Voller Fokus auf die Erderwärmung - das Problem ist vielschichtiger
Das Beispiel der globalen Erderwärmung zeigt allerdings auch, dass sich verschiedene Akteure hauptsächlich auf einen Teilaspekt des Klimawandels fokussieren. So wurde beispielsweise im Pariser Abkommen die weltweite Grenze von maximal 1,5 Grad formuliert. Zu einseitig gedacht, wie die Studie zeigt: "Das Erdsystem ist eine Reihe zusammenhängender biophysikalischer Prozesse, die über Regionen und verschiedene Dimensionen hinweg wirken“, erklärt Mitautorin Wendy Broadgate.
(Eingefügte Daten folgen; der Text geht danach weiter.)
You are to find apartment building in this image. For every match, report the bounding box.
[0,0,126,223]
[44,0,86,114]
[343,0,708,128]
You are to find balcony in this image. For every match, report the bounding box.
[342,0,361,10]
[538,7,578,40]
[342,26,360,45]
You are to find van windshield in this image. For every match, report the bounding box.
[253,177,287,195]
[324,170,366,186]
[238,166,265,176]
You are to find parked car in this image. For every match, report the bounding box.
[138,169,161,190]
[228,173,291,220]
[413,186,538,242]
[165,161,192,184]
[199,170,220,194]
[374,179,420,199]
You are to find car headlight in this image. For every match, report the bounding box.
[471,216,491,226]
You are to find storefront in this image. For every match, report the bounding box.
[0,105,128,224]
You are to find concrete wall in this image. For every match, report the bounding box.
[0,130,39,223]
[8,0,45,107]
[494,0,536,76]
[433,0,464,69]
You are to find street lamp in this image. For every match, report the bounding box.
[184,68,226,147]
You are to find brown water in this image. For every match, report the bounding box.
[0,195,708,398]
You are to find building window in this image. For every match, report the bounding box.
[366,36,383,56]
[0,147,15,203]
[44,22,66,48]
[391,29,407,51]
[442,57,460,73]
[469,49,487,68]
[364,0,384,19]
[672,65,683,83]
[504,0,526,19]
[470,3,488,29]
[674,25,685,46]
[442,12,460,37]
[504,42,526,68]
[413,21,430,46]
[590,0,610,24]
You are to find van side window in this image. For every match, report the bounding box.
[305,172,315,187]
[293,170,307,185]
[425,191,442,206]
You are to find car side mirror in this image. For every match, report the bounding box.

Eine sichere Zukunft erfordert globale Ziele, die über das Klima hinaus gehen.
Anders als bei bisherigen Studien, die lediglich wissenschaftliche Erkenntnisse zu den globalen Bedingungen lieferten, die für den Erhalt eines stabilen Planeten und dem Schutz der Lebenswesen notwendig sind, geht die Arbeit der Earth Commission einen Schritt weiter. Sie definiert Parameter, die das Leben auf der Erde als „sicher“ definieren bzw. bewerten sollen. Da bereits ein gewisser Schaden angerichtet wurde, soll die Studie nun dabei helfen, wie erhebliche Schäden für Menschen und andere Arten vermieden werden können.
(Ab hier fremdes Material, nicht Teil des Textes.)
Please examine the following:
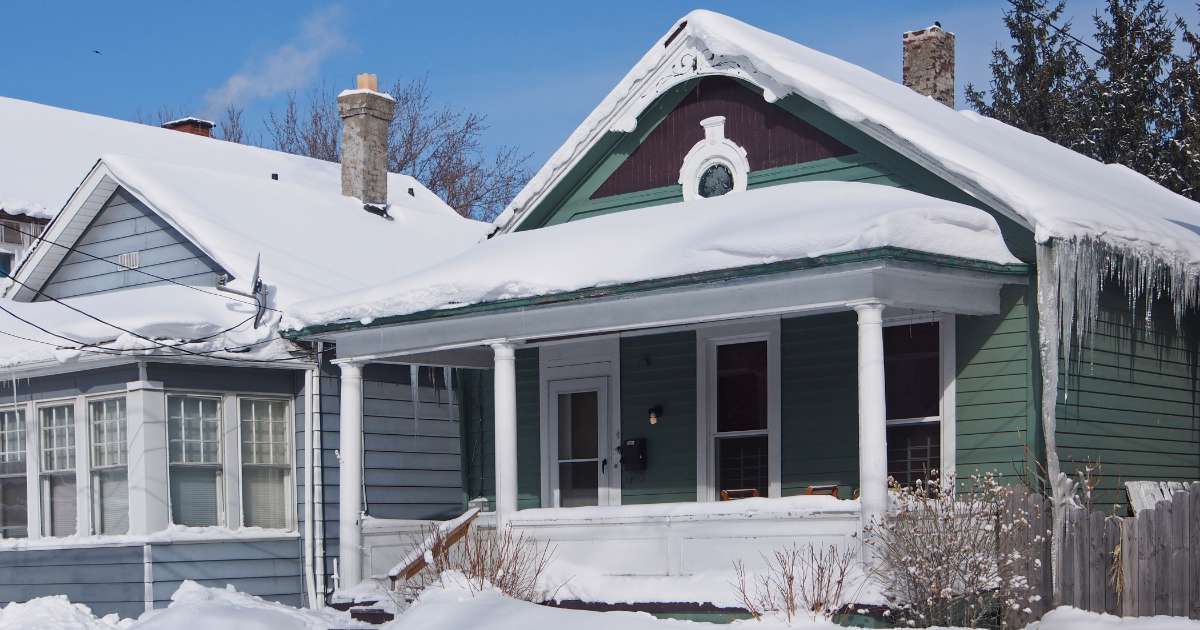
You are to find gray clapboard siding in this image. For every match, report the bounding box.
[42,190,222,298]
[150,538,304,608]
Kipppunkte: Die unumkehrbare Gefahr
Die Erderwärmung beschleunigt viele Gefahren, die den Lebewesen der Erde drohen. Denn neben schmelzenden Eisschilden gelten auch veränderte Meeresströmungen als kritische Kipppunkte. Hier eine Übersicht der unumkehrbaren Kipppunkte durch die Erderwärmung.
Merkmal | von | bis |
Absterben der Korallenriffe | 1°C | 2°C |
Tauen / Verlust von borealen Permafrostböden | 1°C | 6°C |
Abschwächung des Nordatlantikstroms | 1,4°C | 8°C |
Schmelzen von kontinentalen Gletschern | 1,5°C | 3°C |
Schäden an/Verlust von Amazonas Regenwald | 2°C | 6°C |
Veränderung des Westafrikanischer Monsuns | 2°C | 3,5°C |
Schmelzen des Eises in der Ostantarktis | 5°C | 10°C |
- Quelle: statista.de (Stand:11/2022)
Unterscheidung in sichere und gerechte Grenzen
Um das Erreichen der oben genannten Kipppunkte möglichst zu verhindern, wird bei den Erdsystemgrenzen unterschiedlich priorisiert. Sie sollen bei der Zielsetzung anschließender Maßnahmen beispielsweise bei Klimakonferenzen „Orientierung geben“, um den Menschen künftig ein “Mindestmaß an Zugang zu Ressourcen zu sichern“, heißt es. Zudem sollen verschiedene Krisenherde besser thematisiert werden können.
- Sichere Grenzen
Sie sollen für stabile und widerstandsfähige Bedingungen auf der Erde sorgen. Dabei fokussieren sich die Grenzen an den neuesten wissenschaftlichen Erkenntnissen über Klimakipppunkte. - Gerechte Grenzen
Hierbei soll künftig auf die Gefährdung des Menschen durch schwerwiegende irreversible Schäden eingegangen werden. Beispiele hierfür sind mangelnde Wasser- oder Ernährungssicherheit, oder Tod beispielsweise durch eine Naturkatastrophe.
Alle Akteure sind gefragt
Wie erfolgreich die Umsetzung der Studienerkenntnisse sein wird, ist nun abhängig von der Umsetzung durch die Politik, die Wirtschaft aber auch durch Einzelpersonen. Denn die ganzheitliche Bedrohung des Planeten durch Wasserknappheit, Luftverschmutzung, etc. betrifft alle Akteure. Nur so kann „eine gerechte Entwicklung hin zu mehr Wohlstand auf einem stabilen Planeten“ gewährleistet werden. Allerdings sind die Grenzen endlich, wie die Studie der Earth Commission deutlich macht.